To evaluate the effects of antidepressant drugs on EDS, cataplexy, quality of life, and their side effects in people with narcolepsy.

We searched the Cochrane Central Register of Controlled Trials (The Cochrane Library Issue 2, 2007), MEDLINE (1966 to 2007), EMBASE (1980 to 2007), PsycINFO (1872 to 2007), and CINAHL (1981 to 2007). Bibliographies of identified articles were reviewed to find additional references. Unpublished randomised trials were searched for by consulting governmental and non-governmental clinical trial registers, disease-specific websites, investigators and experts in the field, pharmaceutical companies/manufacturers.

Parallel or cross-over randomised or quasi-randomised controlled trials testing the treatment of narcolepsy with any type of antidepressant drug versus no treatment, placebo, or another antidepressant drug.

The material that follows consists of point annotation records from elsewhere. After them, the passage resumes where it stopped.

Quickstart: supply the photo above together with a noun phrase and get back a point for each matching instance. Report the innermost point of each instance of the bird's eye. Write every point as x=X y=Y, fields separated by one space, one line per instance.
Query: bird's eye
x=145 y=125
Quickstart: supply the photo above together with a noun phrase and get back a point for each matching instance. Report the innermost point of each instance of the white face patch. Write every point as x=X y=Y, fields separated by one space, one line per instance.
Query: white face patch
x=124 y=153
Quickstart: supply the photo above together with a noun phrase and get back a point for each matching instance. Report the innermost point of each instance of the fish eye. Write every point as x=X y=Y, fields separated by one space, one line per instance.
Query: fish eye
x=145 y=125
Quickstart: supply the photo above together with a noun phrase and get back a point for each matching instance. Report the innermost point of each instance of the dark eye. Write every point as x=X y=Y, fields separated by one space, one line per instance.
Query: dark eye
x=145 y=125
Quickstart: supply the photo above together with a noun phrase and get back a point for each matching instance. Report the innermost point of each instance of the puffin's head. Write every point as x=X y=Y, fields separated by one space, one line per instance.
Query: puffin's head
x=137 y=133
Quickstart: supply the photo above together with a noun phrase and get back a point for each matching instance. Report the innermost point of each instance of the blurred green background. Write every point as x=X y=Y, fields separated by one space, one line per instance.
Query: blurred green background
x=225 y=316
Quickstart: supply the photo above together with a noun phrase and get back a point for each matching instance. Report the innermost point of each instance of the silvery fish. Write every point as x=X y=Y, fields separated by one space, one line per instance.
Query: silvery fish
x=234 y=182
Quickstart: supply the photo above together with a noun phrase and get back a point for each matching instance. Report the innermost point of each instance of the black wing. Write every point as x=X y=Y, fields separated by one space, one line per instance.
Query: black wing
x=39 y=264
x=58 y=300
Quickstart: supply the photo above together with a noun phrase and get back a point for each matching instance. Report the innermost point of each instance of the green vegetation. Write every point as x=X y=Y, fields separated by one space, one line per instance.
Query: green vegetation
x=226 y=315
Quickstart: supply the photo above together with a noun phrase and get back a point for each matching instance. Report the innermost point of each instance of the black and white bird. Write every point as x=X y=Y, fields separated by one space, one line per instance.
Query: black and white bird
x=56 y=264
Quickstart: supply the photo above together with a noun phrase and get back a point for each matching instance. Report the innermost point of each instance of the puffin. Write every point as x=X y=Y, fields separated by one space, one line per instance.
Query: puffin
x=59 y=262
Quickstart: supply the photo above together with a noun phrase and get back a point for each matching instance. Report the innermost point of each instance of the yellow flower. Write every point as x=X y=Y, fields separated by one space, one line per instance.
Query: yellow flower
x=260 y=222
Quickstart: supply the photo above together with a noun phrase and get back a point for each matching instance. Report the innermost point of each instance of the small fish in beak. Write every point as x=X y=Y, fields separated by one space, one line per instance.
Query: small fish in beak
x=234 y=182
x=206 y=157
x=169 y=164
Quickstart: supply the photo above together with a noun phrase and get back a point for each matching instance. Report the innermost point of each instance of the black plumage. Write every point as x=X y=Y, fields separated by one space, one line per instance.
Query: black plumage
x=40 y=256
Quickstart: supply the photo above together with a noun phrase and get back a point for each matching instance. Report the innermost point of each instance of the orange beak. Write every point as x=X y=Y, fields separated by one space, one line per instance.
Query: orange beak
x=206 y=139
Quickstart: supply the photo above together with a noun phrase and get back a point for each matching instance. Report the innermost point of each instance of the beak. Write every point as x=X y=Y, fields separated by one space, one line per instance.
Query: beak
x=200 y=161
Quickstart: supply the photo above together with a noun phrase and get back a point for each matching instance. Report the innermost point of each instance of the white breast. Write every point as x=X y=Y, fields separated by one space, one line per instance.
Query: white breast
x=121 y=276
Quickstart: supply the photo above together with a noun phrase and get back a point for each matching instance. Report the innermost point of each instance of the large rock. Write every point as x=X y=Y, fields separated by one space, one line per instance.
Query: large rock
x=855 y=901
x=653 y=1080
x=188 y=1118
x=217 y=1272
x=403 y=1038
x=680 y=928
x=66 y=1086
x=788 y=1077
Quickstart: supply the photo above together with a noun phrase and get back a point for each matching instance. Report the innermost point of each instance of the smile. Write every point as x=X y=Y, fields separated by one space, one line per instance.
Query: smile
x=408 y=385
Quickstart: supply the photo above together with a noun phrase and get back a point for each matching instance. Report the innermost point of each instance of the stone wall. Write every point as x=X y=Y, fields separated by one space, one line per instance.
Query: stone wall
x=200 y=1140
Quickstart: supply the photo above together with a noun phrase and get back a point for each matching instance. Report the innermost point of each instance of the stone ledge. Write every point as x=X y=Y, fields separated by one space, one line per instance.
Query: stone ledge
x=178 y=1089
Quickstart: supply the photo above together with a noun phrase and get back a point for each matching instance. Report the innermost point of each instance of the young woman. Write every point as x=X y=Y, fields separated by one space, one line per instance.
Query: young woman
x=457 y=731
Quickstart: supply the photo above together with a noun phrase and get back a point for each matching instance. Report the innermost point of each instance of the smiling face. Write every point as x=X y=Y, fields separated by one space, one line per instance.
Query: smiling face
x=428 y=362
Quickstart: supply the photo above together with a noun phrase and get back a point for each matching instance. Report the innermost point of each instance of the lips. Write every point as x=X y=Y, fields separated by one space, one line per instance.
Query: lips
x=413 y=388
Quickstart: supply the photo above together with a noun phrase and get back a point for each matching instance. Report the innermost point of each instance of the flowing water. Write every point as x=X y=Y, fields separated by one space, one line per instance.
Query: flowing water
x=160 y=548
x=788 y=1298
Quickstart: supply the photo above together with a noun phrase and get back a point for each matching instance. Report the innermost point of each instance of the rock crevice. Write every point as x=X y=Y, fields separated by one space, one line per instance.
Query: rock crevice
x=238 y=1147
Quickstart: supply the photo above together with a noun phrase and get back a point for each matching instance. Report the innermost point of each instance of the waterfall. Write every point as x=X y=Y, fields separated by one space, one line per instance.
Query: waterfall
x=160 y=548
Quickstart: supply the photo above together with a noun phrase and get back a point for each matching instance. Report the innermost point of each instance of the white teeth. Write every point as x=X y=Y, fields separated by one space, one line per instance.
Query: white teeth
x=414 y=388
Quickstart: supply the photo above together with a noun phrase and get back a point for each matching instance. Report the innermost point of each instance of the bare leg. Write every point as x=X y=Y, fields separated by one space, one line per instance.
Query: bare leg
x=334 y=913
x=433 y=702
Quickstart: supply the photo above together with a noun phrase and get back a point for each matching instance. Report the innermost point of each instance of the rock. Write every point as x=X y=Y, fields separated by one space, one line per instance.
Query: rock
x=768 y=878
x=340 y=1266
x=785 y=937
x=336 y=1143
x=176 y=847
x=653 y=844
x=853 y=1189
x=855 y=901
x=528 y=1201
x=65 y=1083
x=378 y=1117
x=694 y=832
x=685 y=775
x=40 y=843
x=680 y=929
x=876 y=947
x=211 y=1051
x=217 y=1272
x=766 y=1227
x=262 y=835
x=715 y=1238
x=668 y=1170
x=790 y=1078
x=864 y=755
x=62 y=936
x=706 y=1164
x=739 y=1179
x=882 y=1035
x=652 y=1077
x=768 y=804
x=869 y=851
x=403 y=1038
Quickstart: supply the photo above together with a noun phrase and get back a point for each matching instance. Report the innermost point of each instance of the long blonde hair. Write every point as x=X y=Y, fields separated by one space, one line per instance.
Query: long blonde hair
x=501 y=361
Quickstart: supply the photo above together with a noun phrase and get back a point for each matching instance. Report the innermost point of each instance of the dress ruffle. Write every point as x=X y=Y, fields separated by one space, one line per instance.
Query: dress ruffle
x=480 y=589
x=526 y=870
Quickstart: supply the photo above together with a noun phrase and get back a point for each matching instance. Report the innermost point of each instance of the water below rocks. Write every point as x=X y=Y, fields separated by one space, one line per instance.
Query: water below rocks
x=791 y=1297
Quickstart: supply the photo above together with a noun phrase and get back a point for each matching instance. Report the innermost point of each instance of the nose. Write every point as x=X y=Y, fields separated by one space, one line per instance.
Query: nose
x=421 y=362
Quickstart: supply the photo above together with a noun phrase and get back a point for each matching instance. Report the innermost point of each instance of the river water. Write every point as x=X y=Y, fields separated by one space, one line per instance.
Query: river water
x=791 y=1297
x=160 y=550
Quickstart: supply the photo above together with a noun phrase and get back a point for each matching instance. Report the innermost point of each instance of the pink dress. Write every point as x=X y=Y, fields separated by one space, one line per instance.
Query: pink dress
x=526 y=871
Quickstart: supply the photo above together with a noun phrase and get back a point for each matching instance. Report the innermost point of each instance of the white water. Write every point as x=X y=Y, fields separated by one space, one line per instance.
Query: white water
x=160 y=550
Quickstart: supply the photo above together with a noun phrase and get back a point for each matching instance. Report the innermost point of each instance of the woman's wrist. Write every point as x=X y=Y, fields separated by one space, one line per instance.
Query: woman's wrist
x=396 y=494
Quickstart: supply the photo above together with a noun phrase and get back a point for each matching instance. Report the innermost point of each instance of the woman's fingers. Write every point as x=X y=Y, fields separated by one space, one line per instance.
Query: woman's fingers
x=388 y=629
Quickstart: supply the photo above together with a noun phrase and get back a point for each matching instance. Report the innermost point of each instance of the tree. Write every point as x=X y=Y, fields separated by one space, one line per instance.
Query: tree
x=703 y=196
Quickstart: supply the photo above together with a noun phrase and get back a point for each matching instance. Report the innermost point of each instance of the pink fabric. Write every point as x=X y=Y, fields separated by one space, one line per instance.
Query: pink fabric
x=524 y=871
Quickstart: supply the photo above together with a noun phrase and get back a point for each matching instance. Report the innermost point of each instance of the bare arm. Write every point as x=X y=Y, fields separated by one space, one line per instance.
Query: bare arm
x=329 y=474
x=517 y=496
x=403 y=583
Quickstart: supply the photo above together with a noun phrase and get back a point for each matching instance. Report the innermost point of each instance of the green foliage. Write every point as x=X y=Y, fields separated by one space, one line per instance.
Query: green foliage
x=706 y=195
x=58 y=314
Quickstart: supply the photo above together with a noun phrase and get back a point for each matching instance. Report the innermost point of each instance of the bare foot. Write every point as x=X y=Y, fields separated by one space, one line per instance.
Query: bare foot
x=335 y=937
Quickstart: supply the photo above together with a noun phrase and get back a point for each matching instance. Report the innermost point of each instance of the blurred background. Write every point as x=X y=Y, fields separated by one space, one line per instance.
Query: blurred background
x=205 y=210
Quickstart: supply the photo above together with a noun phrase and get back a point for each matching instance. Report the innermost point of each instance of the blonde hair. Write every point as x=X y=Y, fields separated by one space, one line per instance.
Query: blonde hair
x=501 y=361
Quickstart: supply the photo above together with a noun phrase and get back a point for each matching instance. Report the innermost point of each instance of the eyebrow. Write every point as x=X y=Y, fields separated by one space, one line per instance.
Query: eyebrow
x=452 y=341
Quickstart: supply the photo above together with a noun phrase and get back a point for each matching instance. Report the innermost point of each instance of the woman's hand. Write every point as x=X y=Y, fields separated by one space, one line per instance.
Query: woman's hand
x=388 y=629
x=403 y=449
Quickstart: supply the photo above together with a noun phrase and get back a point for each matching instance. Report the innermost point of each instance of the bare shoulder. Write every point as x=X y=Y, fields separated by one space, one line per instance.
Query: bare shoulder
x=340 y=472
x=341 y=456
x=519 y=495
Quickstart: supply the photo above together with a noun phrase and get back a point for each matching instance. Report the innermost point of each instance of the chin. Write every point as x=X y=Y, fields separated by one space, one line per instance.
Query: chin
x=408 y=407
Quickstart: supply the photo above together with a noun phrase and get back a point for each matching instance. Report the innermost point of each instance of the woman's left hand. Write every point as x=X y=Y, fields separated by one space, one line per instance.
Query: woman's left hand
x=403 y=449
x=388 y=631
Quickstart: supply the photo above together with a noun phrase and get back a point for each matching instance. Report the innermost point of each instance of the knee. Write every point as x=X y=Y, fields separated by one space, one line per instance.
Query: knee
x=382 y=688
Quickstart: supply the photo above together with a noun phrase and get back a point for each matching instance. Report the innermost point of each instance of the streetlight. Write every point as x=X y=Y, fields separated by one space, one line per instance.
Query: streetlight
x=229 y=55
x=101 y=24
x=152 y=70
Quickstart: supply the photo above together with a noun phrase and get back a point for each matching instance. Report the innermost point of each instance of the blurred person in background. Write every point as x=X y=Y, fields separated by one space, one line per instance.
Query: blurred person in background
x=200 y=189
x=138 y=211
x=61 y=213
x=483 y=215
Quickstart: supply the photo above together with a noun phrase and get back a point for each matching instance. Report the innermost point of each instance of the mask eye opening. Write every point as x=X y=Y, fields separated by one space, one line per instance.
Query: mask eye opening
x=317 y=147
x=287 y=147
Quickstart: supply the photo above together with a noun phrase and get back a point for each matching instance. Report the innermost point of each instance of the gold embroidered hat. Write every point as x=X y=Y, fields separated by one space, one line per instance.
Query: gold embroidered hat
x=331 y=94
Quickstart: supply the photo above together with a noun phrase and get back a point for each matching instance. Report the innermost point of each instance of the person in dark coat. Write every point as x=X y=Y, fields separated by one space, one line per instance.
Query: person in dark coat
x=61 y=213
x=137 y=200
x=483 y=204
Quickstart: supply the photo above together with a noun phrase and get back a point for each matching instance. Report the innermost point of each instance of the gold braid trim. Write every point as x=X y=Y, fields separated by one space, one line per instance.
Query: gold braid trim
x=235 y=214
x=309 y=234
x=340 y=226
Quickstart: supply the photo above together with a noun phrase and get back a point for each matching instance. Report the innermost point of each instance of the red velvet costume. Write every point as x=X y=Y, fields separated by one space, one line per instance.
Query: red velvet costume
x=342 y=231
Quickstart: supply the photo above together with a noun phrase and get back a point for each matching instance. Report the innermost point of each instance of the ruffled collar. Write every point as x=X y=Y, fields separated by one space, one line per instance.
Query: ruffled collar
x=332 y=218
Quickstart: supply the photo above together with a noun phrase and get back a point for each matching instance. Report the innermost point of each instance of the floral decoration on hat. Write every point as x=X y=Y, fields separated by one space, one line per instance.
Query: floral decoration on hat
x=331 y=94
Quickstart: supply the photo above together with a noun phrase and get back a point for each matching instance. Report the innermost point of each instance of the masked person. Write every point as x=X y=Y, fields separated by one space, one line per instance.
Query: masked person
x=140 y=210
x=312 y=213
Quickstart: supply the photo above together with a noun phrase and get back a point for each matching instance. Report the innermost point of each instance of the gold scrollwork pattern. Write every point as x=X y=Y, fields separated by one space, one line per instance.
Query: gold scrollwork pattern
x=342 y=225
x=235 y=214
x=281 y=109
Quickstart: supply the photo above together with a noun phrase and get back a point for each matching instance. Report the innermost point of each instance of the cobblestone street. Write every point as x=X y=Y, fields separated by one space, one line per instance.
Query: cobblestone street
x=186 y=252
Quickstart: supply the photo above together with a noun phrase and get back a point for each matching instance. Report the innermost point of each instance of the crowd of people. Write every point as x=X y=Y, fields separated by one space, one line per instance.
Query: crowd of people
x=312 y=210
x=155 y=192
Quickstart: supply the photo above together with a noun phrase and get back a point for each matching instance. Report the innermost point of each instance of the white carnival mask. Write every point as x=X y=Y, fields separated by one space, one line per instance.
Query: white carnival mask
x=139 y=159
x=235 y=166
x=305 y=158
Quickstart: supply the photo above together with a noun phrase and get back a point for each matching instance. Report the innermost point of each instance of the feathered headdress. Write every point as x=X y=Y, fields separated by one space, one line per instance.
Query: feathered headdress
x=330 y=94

Two review authors independently assessed trial quality and extracted data.

Three cross-over and two parallel trials were included with a total of 246 participants. The methodological quality of all studies was unclear. As the trials tested different comparisons, or had a different design or dealt with different outcome measures, meta-analysis was not performed. In one cross-over trial (10 participants) femoxetine had no significant effect in eliminating or reducing EDS but significantly reduced cataplexy. Mild and transient side effects were reported in the femoxetine treatment period by two participants. In a second cross-over trial (56 participants) viloxazine significantly reduced EDS and cataplexy. In a third cross-over trial the authors inappropriately treated the trial design as a parallel study and no conclusions can be reached in favour of either drug. Two more trials with parallel design tested ritanserin versus placebo without finding differences of effectiveness in reducing EDS or cataplexy.

There was no good quality evidence that antidepressants are effective for narcolepsy or improve quality of life. Despite the clinical consensus recommending antidepressants for cataplexy there is scarce evidence that antidepressants have a positive effect on this symptom. There is a clear need for well-designed randomised controlled trials to assess the effect of antidepressants on narcolepsy.